The royalty interests and options to be acquired consist of the following:
- McArthur River – 1% GOR on an approximate 9% share of overall uranium production, drawn from Orano’s 30.195% ownership interest. The royalty includes the option to elect to receive physical uranium “in kind” on notice. While the McArthur River mine has been idled since 2018 The royalty has provided consistent exposure to the mine’s 18-year production history and should continue to provide regular royalty payments over the projects remaining 23-year mine life in the event of a restart.

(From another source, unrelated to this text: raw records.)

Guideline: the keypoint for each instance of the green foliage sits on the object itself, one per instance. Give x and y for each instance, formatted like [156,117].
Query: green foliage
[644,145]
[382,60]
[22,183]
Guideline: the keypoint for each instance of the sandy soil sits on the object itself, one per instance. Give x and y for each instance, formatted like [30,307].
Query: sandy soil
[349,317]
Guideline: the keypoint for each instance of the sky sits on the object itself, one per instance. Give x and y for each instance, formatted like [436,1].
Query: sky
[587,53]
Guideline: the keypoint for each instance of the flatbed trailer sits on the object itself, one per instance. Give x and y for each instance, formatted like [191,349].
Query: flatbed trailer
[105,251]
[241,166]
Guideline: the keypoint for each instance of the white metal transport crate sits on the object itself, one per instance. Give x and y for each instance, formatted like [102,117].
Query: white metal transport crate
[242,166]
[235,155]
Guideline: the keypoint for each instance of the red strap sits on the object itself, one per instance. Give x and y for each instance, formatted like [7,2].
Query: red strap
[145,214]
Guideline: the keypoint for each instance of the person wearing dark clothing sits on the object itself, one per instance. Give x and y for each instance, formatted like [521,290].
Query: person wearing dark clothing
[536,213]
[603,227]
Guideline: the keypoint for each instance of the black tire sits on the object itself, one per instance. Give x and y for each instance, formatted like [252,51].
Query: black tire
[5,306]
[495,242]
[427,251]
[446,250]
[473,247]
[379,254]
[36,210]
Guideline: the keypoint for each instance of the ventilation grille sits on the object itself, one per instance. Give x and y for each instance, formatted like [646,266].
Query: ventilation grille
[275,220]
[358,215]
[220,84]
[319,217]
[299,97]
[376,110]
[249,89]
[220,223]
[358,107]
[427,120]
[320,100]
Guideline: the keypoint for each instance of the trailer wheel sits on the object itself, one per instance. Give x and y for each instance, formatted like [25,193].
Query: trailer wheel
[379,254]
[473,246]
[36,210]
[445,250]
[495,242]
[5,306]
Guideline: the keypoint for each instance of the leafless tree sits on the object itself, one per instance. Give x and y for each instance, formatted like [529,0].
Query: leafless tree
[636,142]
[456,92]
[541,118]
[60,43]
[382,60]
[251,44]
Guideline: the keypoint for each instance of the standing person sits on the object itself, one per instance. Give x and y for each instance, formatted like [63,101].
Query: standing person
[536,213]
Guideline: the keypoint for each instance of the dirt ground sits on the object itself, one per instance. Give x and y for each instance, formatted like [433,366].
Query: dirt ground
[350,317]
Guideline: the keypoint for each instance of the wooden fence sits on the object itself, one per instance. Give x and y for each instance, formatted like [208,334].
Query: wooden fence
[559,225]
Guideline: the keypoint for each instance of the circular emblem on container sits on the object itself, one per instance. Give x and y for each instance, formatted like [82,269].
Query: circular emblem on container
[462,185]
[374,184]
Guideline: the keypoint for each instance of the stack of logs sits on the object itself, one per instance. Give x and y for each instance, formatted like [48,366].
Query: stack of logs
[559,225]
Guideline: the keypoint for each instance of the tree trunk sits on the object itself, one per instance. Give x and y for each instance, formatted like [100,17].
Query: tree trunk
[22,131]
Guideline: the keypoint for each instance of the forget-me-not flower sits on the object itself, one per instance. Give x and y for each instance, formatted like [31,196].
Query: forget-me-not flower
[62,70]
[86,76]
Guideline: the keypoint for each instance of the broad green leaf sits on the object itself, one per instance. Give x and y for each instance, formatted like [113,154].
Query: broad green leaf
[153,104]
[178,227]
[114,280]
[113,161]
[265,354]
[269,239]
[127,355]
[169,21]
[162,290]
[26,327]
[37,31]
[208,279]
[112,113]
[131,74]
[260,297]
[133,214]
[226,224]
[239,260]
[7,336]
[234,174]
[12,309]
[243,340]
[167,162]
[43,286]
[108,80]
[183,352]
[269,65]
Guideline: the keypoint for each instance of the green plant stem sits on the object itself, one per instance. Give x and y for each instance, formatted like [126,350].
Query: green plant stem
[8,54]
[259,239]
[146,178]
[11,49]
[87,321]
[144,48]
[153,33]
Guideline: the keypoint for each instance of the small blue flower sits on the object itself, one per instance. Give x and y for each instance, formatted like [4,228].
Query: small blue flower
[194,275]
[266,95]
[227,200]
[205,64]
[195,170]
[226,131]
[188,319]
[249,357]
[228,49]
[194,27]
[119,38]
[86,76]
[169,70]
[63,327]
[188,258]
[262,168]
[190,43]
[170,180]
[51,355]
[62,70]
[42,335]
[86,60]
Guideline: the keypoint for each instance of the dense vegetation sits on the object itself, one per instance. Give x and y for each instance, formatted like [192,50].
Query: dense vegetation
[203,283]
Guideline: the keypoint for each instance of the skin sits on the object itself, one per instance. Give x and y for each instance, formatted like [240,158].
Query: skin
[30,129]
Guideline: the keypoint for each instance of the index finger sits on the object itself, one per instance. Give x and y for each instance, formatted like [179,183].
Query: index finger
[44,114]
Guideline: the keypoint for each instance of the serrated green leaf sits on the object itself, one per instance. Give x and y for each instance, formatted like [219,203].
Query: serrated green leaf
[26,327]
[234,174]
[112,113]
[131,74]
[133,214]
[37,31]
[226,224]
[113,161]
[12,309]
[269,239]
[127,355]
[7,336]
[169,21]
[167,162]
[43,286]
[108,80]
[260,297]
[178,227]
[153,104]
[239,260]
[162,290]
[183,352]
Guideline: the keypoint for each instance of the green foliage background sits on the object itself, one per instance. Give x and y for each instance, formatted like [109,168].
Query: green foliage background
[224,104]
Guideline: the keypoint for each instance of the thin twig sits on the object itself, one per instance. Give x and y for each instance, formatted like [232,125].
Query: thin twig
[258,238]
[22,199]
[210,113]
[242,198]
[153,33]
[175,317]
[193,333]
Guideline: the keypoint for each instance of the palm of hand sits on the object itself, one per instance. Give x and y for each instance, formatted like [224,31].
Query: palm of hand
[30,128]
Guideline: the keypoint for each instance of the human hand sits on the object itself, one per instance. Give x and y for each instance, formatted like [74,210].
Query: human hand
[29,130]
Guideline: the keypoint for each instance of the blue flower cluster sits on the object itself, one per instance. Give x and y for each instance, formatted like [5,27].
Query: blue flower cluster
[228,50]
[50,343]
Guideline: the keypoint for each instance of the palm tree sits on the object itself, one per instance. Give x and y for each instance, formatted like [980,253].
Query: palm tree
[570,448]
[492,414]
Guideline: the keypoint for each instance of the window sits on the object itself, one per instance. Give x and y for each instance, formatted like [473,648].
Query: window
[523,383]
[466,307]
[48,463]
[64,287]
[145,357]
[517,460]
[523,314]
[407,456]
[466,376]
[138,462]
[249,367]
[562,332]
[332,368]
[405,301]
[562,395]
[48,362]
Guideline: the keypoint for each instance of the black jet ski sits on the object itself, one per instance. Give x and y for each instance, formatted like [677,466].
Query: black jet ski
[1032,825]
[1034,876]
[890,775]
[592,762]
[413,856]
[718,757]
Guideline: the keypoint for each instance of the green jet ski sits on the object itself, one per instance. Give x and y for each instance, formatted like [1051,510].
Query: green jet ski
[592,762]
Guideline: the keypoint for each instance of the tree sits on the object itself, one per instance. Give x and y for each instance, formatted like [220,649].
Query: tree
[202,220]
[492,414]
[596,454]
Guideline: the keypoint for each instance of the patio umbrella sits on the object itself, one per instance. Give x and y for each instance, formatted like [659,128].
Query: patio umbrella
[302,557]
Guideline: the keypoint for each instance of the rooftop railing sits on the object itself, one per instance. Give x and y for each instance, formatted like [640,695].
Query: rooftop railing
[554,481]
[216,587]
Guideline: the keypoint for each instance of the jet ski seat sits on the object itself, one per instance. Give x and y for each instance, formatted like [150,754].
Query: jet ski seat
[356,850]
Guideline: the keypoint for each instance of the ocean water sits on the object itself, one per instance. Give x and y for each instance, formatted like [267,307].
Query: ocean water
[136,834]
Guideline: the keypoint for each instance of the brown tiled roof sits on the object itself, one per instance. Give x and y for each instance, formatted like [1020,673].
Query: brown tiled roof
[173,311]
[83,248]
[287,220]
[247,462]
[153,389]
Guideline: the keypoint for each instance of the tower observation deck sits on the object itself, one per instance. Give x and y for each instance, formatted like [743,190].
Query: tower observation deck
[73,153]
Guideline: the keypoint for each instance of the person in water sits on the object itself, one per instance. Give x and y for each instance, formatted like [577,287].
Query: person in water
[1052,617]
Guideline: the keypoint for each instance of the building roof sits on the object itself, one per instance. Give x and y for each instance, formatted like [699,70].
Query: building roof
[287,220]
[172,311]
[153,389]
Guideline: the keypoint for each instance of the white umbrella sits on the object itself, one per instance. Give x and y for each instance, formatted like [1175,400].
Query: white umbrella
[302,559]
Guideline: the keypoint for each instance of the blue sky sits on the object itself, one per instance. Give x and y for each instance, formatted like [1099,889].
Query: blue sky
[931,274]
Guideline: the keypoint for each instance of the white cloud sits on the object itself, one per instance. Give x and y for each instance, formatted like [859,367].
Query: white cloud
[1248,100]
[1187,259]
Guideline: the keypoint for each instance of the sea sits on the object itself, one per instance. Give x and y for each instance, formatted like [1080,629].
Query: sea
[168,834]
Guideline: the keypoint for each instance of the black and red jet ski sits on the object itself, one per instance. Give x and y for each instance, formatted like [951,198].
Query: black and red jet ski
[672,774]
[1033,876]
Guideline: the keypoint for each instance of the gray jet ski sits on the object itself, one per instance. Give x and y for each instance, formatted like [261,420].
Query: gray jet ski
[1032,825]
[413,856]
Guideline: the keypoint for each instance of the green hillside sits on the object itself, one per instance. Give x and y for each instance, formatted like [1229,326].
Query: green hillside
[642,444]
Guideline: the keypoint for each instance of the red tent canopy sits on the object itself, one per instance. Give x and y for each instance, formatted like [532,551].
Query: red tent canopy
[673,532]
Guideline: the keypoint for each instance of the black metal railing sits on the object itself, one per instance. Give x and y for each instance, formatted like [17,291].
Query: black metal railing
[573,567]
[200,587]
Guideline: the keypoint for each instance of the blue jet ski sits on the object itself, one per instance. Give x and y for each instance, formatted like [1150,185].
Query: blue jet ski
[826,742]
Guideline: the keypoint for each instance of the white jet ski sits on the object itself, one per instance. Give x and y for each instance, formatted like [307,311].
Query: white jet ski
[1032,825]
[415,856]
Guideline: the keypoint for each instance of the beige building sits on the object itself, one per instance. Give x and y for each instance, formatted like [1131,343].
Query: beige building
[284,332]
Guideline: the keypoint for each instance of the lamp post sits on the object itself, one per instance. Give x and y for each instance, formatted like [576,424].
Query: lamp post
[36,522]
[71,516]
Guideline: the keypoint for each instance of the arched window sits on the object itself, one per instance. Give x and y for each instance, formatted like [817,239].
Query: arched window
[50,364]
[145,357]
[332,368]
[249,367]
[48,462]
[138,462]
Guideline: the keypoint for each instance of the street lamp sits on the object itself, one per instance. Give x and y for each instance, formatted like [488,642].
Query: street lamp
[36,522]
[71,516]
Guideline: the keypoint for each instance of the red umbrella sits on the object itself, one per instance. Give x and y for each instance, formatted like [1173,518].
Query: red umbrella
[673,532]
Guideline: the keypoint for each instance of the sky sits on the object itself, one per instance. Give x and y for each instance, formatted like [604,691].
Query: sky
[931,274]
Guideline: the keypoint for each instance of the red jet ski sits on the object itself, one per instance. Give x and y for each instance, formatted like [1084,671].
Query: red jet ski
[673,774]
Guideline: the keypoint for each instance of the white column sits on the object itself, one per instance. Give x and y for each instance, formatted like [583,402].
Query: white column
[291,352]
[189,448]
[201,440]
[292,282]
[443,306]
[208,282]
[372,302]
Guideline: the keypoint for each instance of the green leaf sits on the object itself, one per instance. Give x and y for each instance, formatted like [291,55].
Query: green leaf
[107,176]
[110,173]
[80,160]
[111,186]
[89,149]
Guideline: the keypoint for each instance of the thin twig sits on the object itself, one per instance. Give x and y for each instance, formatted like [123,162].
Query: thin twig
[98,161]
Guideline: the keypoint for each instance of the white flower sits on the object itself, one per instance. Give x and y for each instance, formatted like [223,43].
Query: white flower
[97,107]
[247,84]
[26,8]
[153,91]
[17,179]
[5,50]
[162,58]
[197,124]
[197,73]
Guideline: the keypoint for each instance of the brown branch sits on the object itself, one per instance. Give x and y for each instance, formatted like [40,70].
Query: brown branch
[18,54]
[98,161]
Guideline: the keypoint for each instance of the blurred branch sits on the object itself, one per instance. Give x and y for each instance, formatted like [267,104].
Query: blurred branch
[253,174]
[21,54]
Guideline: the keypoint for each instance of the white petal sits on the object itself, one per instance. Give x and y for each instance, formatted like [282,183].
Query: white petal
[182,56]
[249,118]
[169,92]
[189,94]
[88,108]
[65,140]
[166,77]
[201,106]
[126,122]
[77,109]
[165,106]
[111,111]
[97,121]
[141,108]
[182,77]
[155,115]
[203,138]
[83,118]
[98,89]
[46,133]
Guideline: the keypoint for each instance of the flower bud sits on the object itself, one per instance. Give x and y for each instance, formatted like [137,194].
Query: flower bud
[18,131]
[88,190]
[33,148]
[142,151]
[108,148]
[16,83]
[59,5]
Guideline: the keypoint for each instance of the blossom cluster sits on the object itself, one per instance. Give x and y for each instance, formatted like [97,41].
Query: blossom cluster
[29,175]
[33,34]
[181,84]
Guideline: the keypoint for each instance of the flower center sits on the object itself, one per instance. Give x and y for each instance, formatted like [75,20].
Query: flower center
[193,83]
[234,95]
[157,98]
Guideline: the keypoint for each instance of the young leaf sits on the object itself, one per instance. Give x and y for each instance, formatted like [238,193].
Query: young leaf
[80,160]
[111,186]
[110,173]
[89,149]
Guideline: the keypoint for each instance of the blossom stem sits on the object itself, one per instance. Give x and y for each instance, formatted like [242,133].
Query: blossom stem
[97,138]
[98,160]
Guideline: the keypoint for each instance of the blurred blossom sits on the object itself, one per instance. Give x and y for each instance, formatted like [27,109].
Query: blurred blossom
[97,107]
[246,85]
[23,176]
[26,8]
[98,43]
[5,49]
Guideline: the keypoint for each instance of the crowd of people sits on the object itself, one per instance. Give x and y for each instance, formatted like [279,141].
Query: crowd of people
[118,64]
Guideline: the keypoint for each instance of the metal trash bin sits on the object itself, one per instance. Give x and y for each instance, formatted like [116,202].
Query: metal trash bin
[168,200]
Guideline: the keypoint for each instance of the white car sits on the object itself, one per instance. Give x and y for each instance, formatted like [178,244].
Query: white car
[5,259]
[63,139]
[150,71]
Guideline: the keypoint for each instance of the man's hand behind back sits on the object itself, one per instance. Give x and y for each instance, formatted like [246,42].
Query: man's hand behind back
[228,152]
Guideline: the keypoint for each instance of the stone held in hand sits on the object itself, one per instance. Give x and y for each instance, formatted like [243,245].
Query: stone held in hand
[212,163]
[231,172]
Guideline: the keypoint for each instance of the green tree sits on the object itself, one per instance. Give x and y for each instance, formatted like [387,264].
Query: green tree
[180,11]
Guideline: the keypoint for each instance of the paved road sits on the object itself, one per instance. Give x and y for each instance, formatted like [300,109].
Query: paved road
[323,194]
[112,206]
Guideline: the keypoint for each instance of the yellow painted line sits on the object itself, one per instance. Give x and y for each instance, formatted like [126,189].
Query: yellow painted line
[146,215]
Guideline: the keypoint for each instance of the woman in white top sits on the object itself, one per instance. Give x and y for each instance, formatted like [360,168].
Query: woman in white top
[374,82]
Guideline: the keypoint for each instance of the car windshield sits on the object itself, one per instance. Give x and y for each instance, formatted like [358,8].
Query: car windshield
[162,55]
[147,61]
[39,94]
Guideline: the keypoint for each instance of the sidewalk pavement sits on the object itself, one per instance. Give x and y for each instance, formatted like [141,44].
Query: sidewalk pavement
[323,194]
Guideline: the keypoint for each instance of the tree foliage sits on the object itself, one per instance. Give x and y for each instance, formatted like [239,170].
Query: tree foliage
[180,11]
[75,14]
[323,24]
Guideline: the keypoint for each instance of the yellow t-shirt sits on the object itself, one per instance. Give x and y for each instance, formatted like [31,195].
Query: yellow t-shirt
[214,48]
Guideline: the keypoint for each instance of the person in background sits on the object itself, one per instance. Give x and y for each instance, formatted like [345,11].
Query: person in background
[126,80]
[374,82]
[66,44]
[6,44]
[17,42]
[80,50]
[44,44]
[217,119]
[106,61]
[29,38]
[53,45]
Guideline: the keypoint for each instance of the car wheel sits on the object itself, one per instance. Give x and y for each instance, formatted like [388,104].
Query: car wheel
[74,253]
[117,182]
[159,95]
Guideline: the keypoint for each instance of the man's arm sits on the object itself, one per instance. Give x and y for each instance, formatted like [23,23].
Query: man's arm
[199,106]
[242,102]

- Cigar Lake – 10 to 20% sliding scale NPI on a 3.75% share of overall uranium production from the project lands, drawn from Orano’s ownership interest (37.1%). The royalty rate adjusts to 10% in the future upon production of 200 Mlbs from the combined royalty lands of the Dawn Lake and Waterbury/Cigar Projects (93 Mlbs produced to date). As a profit based interest, this royalty will begin to generate revenue after cumulative expense accounts, including development costs, are exhausted.
- Dawn Lake: Option to acquire a 10 to 20% sliding scale NPI on a 7.5% share of overall uranium production from the project lands. The royalty rate adjusts to 10% in the future upon production of 200 Mlbs from the combined royalty lands of the Dawn Lake and Waterbury/Cigar Projects (93 Mlbs produced to date). As a profit based interest, this royalty will begin to generate revenue after cumulative expense accounts, including development costs, are exhausted. The option is exercisable at any time until May 7, 2024 upon notice and payment of $10 to the existing holder.
The Dawn Lake Project
The Dawn Lake project is a large early exploration stage project located in northern Saskatchewan in Canada, approximately 700 km north of Saskatoon. The project grounds cover an area approximately between the McClean Lake mill and Cigar Lake mine.
The following map outlines the location of the Dawn Lake project:
The Dawn Lake project has been active since 1977, with resources currently outlined for the Tamarack deposit, currently listed by Cameco as having 17.9 Mlbs U3O8 of indicated resources at an average grade of 4.42% U3O8, and a further 1.0 Mlbs of inferred resources.